Almost four months after taking over as United Nations Secretary General, Ban Ki-moon (C) says he feels "indescribable pressure" but also satisfaction
Almost four months after taking over as United Nations Secretary General, Ban Ki-moon says he feels "indescribable pressure" but also satisfaction.
The former South Korean foreign minister, in an interview with Seoul's Yonhap news agency, was quoted as saying he has had to reduce his sleep to five hours a night.
"It's a very tough job. There's indescribable pressure on my shoulders," Ban told Yonhap during a trip to the Qatari capital Doha.
However he described his peace-making role as satisfying and cited his effots to secure the release of 15 British sailors and marines detained by Iran last month.
Following Tehran's decision to release them, Ban said, "I later had a telephone conversation with the Iranian president (Mahmoud Ahmadinejad) and he said the Iranian government put much of the UN secretary general's position into its decision."
Ban added: "I think my contribution to the world has grown much more than I expected."
In Doha Monday, Ban warned that developing nations will suffer serious damage if the Doha global trade talks do not succeed.

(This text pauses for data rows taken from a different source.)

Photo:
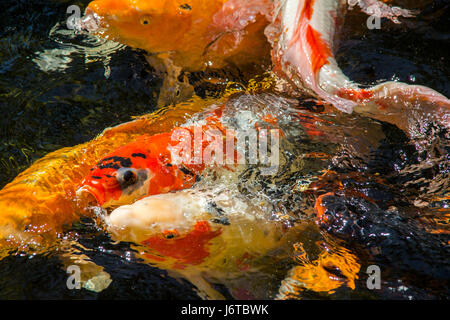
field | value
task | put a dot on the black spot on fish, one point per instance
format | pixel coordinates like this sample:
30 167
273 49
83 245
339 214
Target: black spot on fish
186 171
115 163
139 155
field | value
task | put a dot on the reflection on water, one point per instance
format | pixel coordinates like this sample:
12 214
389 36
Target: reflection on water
58 89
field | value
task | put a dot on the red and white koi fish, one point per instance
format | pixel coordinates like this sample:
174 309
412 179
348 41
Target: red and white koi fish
302 34
152 164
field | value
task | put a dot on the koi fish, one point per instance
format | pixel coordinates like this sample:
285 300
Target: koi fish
152 164
195 34
201 232
175 160
302 34
36 205
303 53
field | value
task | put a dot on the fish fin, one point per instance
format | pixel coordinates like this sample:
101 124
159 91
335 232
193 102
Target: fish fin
407 106
172 90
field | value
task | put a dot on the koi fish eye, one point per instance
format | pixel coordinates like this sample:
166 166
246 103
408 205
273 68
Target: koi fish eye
126 177
145 20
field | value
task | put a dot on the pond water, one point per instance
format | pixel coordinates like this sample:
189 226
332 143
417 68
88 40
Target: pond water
59 91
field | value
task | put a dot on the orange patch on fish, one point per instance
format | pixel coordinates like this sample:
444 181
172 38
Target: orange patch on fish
355 94
190 249
320 51
308 9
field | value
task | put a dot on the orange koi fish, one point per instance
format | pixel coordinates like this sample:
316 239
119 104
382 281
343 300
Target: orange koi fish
200 232
303 53
36 205
195 34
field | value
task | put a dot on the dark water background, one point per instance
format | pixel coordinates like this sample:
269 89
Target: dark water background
44 111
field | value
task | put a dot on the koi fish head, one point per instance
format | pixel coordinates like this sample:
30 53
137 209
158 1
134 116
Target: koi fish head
121 177
155 26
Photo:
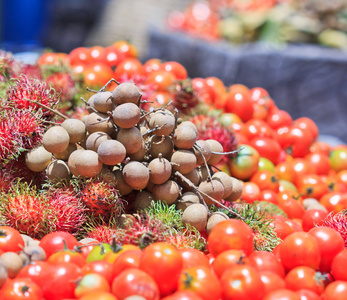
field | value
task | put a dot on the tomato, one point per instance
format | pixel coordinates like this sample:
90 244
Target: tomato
67 256
92 282
101 267
58 240
227 259
192 257
61 280
202 281
300 249
339 264
174 67
303 277
312 218
230 234
245 162
266 261
242 282
267 147
239 103
183 295
21 288
250 192
161 80
336 290
330 244
338 159
80 56
134 281
129 68
272 281
127 259
10 239
170 261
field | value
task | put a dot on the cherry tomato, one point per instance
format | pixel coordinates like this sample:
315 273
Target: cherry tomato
242 282
230 234
202 281
300 249
10 239
134 281
170 261
58 240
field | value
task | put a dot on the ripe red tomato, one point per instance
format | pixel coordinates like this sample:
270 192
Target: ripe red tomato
10 239
21 288
230 234
58 240
300 249
134 281
242 282
202 281
170 261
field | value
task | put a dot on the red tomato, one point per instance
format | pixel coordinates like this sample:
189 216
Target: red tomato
134 281
303 277
230 234
170 261
21 288
193 257
272 281
10 239
300 249
242 282
312 218
227 259
202 281
266 261
176 69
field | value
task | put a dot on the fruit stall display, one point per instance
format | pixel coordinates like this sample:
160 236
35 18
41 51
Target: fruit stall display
123 179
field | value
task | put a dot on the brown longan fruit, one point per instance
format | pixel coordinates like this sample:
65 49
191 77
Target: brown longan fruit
126 115
236 191
56 139
136 175
166 192
103 102
213 188
183 161
58 170
97 121
76 129
158 144
159 170
131 139
126 92
95 139
215 147
111 152
227 182
87 164
37 159
196 216
164 120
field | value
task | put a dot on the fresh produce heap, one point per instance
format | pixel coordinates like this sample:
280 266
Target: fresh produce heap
275 22
89 214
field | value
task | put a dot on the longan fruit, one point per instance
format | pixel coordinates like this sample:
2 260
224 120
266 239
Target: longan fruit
56 139
126 115
37 159
111 152
196 216
76 129
136 175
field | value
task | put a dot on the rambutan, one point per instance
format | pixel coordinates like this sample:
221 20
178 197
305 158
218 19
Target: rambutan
209 127
337 221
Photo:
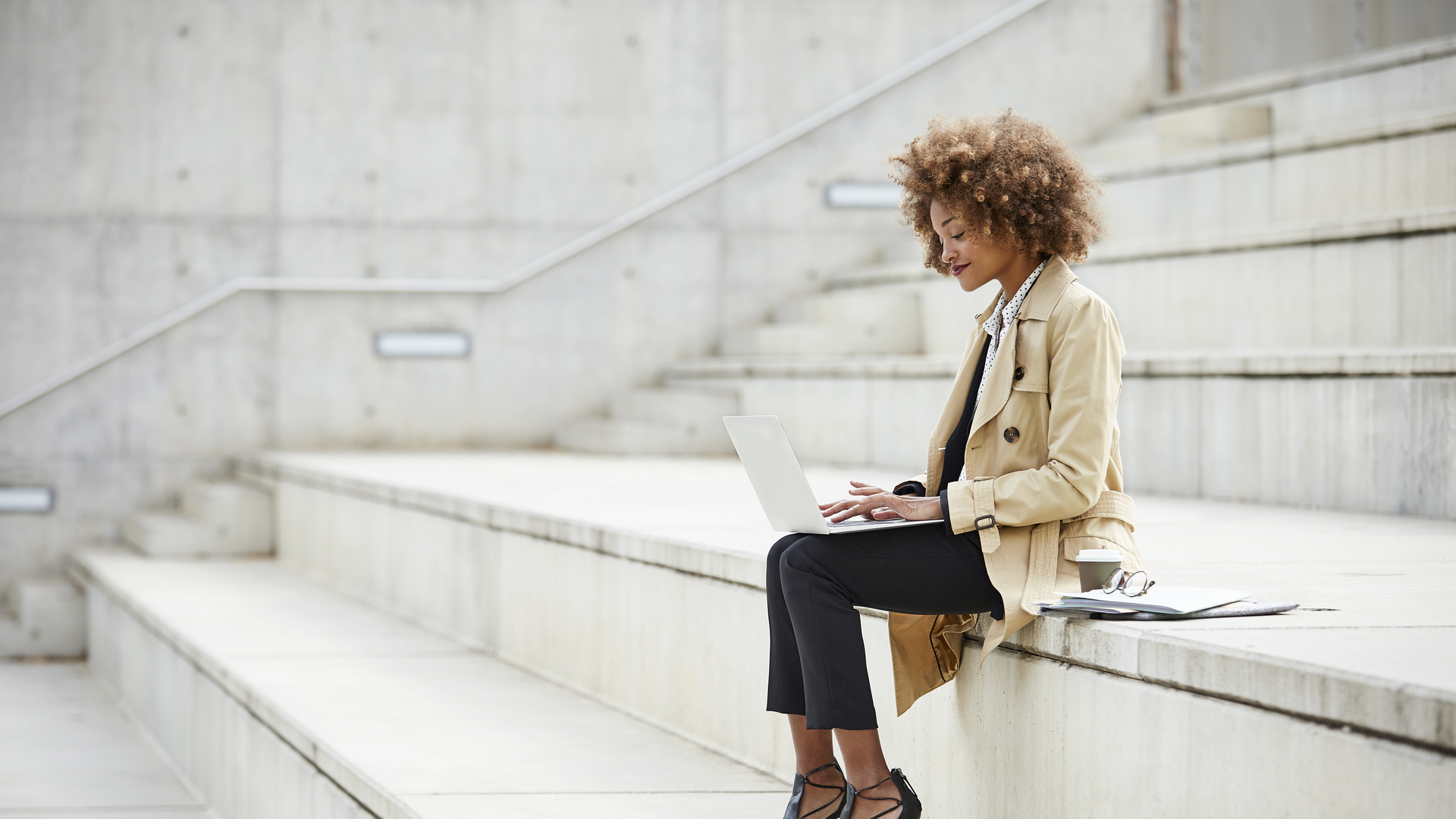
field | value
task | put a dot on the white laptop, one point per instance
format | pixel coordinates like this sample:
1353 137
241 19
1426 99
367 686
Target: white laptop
780 482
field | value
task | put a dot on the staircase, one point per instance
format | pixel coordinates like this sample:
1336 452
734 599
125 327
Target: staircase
220 518
1280 259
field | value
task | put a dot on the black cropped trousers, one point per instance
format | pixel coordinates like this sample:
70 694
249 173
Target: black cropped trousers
816 649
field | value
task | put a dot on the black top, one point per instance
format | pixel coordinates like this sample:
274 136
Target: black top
956 445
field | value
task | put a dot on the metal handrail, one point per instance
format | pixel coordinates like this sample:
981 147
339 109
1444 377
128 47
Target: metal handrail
592 238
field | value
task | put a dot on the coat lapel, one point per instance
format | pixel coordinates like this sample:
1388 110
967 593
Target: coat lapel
1037 306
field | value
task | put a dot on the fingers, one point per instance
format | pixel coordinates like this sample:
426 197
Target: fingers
849 507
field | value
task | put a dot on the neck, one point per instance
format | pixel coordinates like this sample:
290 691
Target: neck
1017 273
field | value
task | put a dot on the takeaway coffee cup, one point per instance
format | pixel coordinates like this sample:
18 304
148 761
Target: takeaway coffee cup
1097 566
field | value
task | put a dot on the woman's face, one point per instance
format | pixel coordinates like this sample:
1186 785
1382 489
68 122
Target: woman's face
973 260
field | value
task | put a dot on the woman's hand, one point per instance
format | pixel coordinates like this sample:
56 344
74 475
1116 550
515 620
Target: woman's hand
878 504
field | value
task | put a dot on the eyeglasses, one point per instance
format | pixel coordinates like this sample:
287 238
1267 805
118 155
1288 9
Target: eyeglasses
1130 583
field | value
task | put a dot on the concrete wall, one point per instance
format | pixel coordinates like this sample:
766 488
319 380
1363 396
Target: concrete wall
159 149
1225 39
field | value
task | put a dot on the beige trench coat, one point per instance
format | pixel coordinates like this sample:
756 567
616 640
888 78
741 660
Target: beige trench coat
1044 477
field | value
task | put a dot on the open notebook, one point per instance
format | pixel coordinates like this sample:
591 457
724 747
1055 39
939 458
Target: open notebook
1163 599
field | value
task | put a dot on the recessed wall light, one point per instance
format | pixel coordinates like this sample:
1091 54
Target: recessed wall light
27 499
421 344
862 194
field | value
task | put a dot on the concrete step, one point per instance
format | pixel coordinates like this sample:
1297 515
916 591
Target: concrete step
1216 423
47 620
278 697
1394 279
837 321
1351 689
698 407
216 519
71 752
1359 174
1394 83
632 436
1381 283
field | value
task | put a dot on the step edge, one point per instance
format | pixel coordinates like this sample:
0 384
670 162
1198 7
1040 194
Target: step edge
1315 74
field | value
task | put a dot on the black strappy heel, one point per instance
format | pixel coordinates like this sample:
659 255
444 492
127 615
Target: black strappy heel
909 802
800 780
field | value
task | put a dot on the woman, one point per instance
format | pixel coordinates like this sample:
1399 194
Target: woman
1022 464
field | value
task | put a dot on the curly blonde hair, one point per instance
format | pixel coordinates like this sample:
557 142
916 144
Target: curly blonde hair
1006 177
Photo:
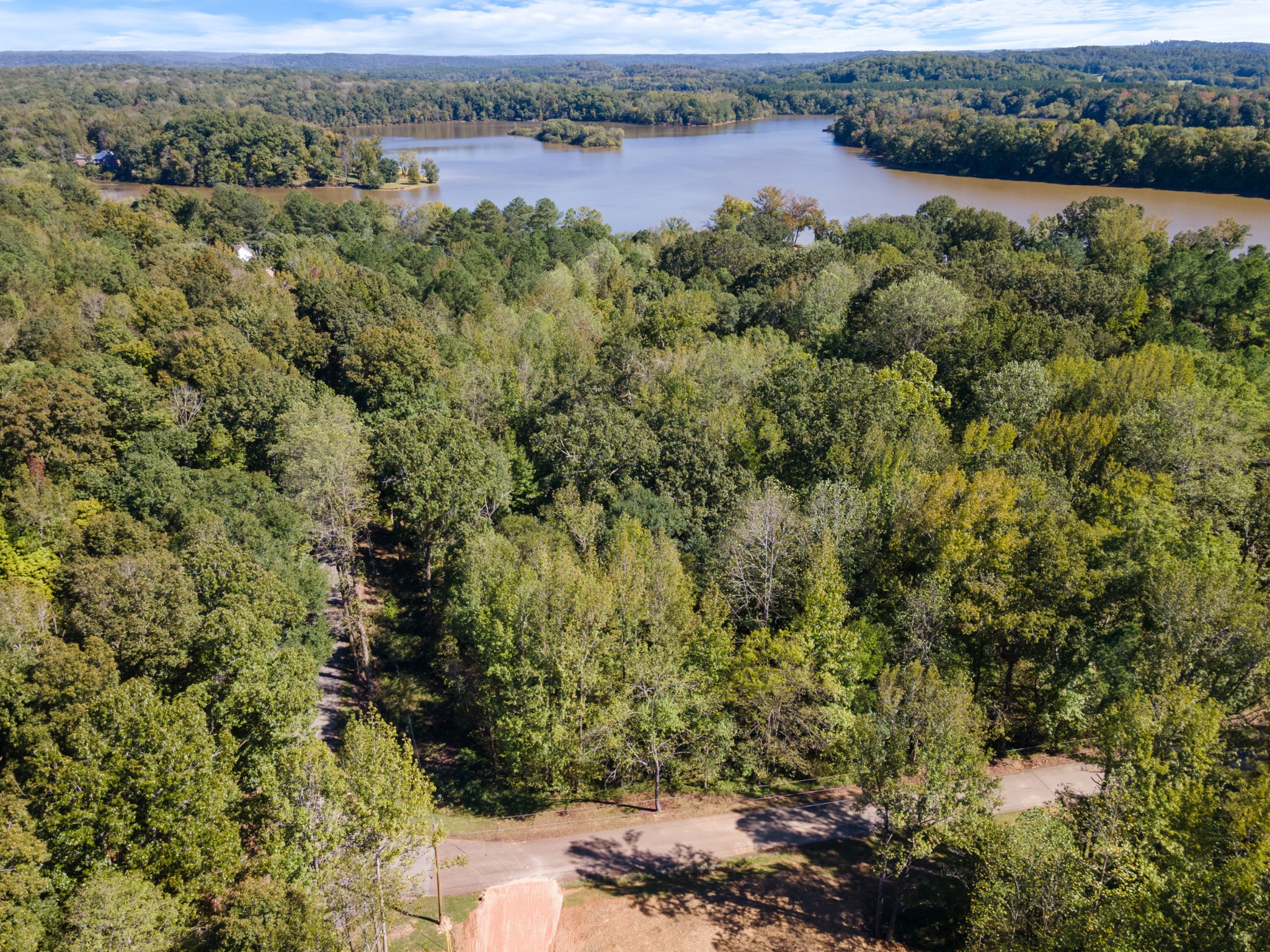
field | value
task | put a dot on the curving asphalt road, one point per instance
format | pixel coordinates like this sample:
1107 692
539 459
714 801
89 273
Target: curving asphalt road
701 839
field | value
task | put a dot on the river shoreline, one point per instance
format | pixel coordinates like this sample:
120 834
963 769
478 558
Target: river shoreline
685 172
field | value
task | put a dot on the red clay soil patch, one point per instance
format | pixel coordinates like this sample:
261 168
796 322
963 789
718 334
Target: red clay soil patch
783 903
1034 762
516 917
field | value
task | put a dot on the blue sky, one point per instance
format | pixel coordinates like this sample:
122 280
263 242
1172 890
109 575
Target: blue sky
450 27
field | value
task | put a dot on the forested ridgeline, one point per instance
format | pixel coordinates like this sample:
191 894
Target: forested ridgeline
978 115
683 509
1204 140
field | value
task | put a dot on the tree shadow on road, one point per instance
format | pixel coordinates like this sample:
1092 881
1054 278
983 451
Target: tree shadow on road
806 901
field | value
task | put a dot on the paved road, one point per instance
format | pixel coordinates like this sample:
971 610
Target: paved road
676 843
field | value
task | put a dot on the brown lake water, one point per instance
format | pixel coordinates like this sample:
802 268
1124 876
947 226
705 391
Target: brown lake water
665 172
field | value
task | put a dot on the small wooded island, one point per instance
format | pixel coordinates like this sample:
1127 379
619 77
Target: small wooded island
573 134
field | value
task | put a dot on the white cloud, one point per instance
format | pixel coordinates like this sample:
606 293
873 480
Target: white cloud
454 27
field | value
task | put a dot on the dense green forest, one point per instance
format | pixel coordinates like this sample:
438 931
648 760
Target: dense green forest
683 508
1204 140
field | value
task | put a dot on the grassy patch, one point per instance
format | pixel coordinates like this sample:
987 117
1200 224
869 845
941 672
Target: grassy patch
414 926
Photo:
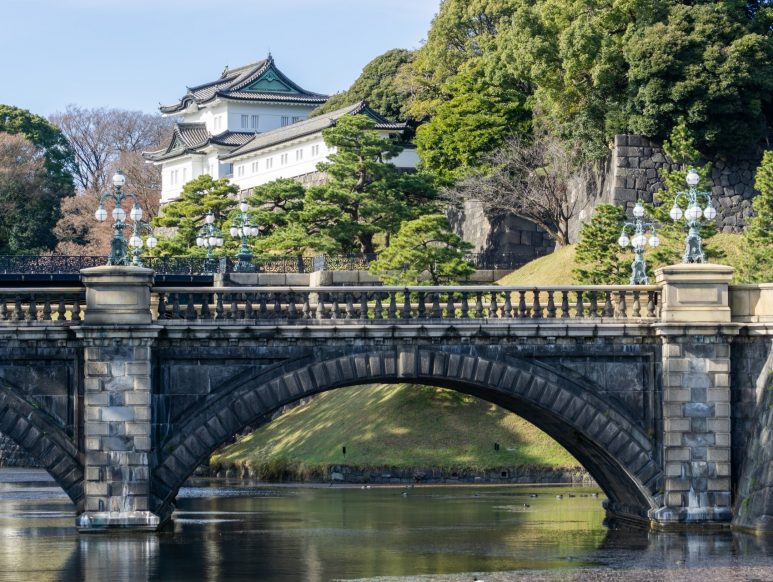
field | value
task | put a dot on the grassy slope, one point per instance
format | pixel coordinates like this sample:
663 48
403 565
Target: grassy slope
408 426
401 426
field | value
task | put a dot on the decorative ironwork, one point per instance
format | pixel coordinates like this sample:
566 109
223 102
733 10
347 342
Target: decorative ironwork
695 216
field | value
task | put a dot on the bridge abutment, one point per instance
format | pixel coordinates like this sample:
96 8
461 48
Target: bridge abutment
696 333
117 400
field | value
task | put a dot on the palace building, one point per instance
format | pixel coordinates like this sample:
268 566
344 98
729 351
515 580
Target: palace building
252 126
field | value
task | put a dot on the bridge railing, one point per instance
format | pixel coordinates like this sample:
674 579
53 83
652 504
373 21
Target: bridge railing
390 304
51 305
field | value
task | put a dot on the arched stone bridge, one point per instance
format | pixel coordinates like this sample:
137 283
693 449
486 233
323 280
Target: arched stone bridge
659 391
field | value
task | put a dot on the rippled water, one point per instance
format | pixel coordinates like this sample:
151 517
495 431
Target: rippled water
238 532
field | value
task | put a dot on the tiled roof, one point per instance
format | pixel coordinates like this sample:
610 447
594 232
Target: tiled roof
235 84
189 138
311 126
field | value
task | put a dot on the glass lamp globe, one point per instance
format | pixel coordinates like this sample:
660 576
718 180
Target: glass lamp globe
136 213
693 212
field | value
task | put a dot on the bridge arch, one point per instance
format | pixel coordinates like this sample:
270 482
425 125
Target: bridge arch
603 437
38 435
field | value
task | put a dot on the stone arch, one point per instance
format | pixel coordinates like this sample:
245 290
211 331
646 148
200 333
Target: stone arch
601 435
40 437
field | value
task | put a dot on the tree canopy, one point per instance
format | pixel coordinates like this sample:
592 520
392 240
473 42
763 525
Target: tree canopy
378 84
31 197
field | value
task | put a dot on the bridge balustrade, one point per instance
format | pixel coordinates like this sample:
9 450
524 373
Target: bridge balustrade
391 304
61 306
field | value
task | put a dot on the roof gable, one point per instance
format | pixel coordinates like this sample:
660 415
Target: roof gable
270 82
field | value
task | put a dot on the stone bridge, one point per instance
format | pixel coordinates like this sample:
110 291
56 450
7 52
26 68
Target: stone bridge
663 392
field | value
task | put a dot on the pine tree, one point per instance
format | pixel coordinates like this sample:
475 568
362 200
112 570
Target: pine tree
758 239
680 149
424 251
186 215
599 259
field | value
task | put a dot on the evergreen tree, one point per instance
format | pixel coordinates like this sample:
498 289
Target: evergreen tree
378 85
186 215
599 259
365 195
758 239
477 119
424 251
30 219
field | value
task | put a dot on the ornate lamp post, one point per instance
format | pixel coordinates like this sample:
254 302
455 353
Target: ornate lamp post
638 242
118 244
694 215
243 228
210 237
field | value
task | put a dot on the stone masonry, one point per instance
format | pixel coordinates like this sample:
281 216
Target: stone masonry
117 396
696 394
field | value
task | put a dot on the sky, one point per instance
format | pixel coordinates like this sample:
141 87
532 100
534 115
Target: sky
135 54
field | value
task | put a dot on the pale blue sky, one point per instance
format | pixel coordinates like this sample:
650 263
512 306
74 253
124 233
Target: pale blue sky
133 54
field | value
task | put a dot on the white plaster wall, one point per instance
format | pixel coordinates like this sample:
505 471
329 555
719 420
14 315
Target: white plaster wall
184 169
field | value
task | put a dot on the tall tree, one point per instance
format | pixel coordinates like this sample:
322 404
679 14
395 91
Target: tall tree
424 251
33 224
365 194
707 63
105 140
477 119
599 259
758 264
185 216
378 85
99 136
531 179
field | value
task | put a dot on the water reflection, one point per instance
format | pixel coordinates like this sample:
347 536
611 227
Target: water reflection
280 533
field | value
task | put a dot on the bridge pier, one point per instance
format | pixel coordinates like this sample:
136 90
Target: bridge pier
696 332
117 336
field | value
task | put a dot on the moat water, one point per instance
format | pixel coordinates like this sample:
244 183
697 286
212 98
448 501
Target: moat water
235 531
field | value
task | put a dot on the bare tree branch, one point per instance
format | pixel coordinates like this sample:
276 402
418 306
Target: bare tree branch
537 180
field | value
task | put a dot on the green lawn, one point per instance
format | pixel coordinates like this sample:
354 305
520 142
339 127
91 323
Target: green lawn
398 426
415 426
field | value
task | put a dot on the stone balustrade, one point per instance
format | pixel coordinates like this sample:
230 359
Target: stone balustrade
390 304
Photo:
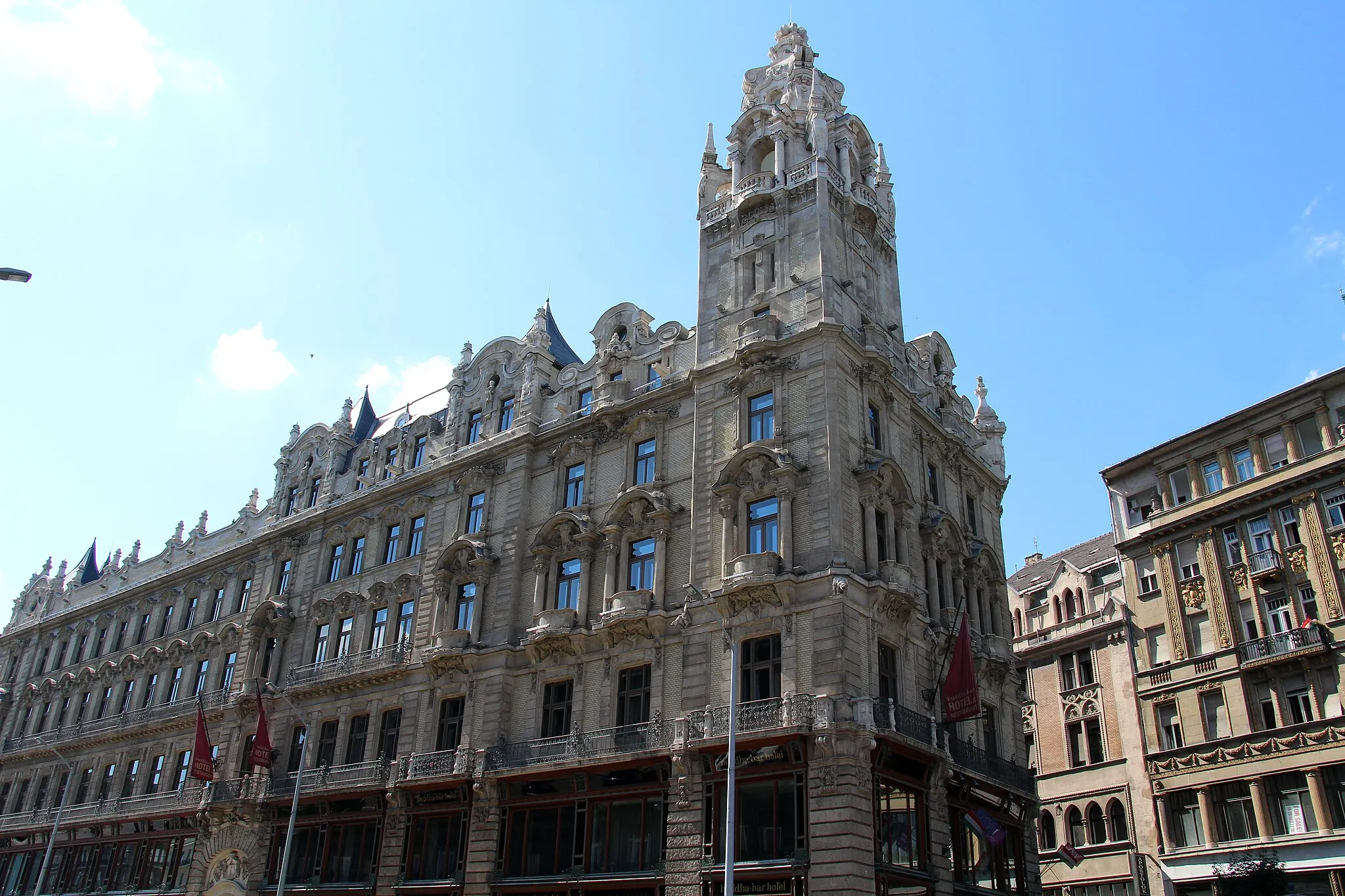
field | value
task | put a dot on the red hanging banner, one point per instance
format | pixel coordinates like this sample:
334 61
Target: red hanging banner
261 754
202 765
961 694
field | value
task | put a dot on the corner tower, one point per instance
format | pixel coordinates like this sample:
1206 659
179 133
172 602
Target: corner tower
799 226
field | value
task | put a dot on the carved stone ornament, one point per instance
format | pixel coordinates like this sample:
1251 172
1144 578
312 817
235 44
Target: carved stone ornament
1193 593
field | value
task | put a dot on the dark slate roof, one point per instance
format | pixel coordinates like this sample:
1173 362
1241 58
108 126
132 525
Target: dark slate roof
562 350
1082 557
89 566
366 422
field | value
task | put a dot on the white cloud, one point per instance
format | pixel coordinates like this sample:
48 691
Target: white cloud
248 362
97 53
1324 245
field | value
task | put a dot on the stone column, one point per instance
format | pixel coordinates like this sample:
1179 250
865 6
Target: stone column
1321 803
871 536
1207 817
1290 442
661 565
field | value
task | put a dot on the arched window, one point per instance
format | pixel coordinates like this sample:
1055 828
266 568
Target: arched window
1047 830
1097 825
1075 819
1119 832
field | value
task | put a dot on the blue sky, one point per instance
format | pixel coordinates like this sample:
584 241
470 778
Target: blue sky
1128 218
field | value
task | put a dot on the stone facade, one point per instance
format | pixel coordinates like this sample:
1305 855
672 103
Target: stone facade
494 629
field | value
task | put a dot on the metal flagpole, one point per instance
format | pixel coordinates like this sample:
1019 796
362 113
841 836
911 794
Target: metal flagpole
55 825
730 821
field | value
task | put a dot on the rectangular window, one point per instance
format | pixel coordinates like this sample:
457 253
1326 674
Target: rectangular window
575 485
327 743
466 605
355 739
568 585
1180 481
1169 726
343 634
1215 715
557 698
450 723
335 565
475 512
417 543
645 472
763 526
405 622
378 630
642 565
762 417
761 667
1214 476
418 454
1277 453
632 696
1309 437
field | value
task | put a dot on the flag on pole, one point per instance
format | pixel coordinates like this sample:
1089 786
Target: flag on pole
261 753
961 695
202 766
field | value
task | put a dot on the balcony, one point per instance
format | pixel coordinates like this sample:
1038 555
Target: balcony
793 711
580 746
358 775
889 715
135 719
1265 565
147 805
445 763
1286 645
984 765
389 657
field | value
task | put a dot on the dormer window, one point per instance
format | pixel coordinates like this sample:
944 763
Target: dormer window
575 485
762 417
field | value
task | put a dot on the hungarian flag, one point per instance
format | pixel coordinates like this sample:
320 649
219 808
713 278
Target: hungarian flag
261 754
202 767
961 695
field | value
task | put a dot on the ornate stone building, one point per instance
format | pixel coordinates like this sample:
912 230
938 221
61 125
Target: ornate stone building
1232 540
494 628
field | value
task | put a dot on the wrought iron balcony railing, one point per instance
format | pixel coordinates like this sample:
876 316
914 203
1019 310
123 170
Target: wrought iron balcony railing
755 715
385 657
1278 647
129 719
993 767
889 715
581 744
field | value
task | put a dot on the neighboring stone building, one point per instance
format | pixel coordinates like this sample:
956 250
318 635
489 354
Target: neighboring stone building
1084 742
1232 538
502 617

"Should this round of trade talks fail, serious damage will be done to those who can least afford it," he told delegates to a conference on development, democracy and free trade.
"The global trading regime needs to create opportunties for the poorest countries instead of leaving them at a disadvantage," he said.
In his interview with Yonhap, Ban praised South Korean President Roh Moo-Hyun for his push for a free-trade pact with the United States despite fierce opposition from some political allies as well as farmers and activists.
The pact was agreed early this month after 10 months of tough negotiations.
But Ban took his homeland, the world's 11th-largest economy, to task over the size of its overseas aid contributions.
Seoul contributed 745 million dollars in aid to developing countries in 2005, up 75 percent from the previous year, and plans to increase this to 960 million by 2008.
South Korea's spending of 0.08 percent of its gross domestic product on overseas aid last year compares to the average of 0.36 percent by other members of the Organisation for Economic Cooperation and Development.
It plans to raise its spending to 0.35 percent by 2030 but Ban said that goal was still inadequate given the size of its economy.